Enad flieht neunjährig aus einer der Konfliktregionen dieser Welt nach Österreich. Seit 2001 lebt er hier und ist anerkannter Flüchtling. In der Schule hatte er gute Erfolge. Nach zwei Jahren Volksschule kam er ans Gymnasium. Mit 15 begann er eine Maurerlehre. Doch Enads niedrige Aggressionsschwelle bringt ihn mit dem Gesetz in Konflikt. Wegen Raufhändel und Körperverletzung wird über ihn 2007 eine dreimonatige Untersuchungshaft verhängt. Von den schwersten Vorwürfen wird er später zwar freigesprochen, aber er versucht gar nicht, alles zu verharmlosen. – „Ich habe Scheiß gemacht und ich habe es zurückbekommen.“ An den Folgen seiner Haft leidet er allerdings bis heute: Er verliert die Arbeit. Neustart betreut ihn nun schon ein Jahr lang. Die diplomierte Sozialarbeiterin Angelika Thalbauer bemüht sich, dass Enad seine Fachausbildung fortsetzen kann und wieder eine Lehrstelle findet.
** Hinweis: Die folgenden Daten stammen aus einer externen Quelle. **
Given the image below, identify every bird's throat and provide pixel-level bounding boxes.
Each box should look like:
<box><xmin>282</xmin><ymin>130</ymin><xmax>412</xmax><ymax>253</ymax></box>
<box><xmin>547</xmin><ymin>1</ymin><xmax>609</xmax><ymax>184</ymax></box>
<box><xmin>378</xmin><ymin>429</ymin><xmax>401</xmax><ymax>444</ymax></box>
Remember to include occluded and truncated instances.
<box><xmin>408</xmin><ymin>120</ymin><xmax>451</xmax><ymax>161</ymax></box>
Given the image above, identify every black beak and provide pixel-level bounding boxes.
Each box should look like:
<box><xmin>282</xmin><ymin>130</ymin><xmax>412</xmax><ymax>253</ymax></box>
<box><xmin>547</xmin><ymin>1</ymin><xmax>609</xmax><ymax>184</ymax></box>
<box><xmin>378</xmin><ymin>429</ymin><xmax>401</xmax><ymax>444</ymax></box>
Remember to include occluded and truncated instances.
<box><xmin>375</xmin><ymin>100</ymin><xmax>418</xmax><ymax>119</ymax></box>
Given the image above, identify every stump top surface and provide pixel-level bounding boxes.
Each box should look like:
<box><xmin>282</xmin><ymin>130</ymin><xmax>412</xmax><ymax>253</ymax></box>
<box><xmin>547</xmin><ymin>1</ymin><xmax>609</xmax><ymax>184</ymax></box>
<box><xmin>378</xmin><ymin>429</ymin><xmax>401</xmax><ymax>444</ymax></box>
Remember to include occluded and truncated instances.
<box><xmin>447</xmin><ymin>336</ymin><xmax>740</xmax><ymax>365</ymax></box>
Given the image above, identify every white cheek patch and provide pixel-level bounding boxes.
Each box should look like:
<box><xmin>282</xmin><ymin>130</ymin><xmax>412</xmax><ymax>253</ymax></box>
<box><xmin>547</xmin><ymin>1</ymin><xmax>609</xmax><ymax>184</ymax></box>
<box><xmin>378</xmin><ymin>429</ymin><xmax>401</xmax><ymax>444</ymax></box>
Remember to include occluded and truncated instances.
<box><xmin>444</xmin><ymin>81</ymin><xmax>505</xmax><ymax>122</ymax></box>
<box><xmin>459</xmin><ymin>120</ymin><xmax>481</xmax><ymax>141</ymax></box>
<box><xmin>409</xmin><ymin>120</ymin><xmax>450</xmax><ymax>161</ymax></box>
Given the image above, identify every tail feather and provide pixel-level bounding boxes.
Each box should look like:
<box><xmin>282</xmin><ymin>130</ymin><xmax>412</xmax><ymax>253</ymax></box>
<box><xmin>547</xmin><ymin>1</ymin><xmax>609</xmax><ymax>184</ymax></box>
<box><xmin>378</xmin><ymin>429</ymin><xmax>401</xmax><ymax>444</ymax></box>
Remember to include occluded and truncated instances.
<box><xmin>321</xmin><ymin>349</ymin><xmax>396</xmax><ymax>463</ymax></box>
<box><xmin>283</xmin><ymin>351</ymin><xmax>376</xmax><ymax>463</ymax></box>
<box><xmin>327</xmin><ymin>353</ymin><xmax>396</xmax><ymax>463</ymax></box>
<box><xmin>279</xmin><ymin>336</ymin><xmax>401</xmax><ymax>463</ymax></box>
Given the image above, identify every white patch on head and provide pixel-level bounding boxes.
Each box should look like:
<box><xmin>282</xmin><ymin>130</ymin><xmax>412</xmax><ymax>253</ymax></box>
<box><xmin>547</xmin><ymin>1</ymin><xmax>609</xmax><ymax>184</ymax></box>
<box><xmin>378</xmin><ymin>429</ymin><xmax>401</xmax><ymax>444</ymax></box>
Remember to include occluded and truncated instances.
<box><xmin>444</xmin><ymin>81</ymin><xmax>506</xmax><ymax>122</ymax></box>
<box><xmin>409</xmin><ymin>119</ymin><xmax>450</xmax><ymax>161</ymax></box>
Alles verloren. „An dem Tag habe ich alles verloren: die Arbeit, den Respekt der Verwandten und das Vertrauen des Vaters“, erzählt der siebzehnjährige Enad. „Der Tag“, das war der 22. Februar 2008. Damals wurde er eingesperrt. Enad wirkt deutlich älter – Spuren des Gefängnisses! Als er am 17. Mai 2008 aus dem Gefängnis entlassen wurde, stand er vor einer brüchigen Zukunft: Er muss seither mit 150 Euro im Monat das Auslangen finden. Dabei gehen alleine für den unkündbaren Handyvertrag 40 Euro auf. Über das AMS besuchte er einen halbjährigen Kurs und konnte auch das zweite Modul der Berufsschule machen. Aber ein Arbeitsplatz blieb lange in weiter Ferne. Er versuchte alles: Wo immer er vorbeikam und ein Firmenschild einer Baufirma sah, wurde er vorstellig: „Ich möchte Arbeit, haben Sie eine?“ Er resümiert: „Es ist sehr schwer, wennst im Gefängnis warst.“
Aus dem Schlamassel herauskommen. Er beißt sich durch, will mit sauberen Mitteln aus seinem Schlamassel herauskommen. Und er schafft es: „Gott sei Dank habe ich wieder einen Job bekommen.“ Er sagt dies im KirchenZeitungs-Gespräch, das zufällig am Abend des Tages stattfindet, als er die Nachricht bekommt: Er kann bei einer Firma, bei der er jetzt ein paar Wochen auf Probe arbeitet, ab Mai seine Maurerlehre fortsetzen.
Zur Sache
Jung und arbeitslos
Die Arbeitslosigkeit steigt, noch stärker als der Durchschnitt aller arbeitsfähigen Personen sind davon die jungen Menschen betroffen. Ende März 2009 waren 6364 Personen arbeitslos vorgemerkt. 618 Personen waren zum selben Termin in der Statistik der sofort verfügbaren Lehrstellensuchenden eingetragen. In Schulungsmaßnahmen befanden sich 3817 Personen. Die Bischöfliche Arbeitslosenstiftung rechnet anhand von Zahlen aus der Statistik vor, dass in Oberösterreich Ende März etwa 11.000 junge Menschen arbeitslos waren.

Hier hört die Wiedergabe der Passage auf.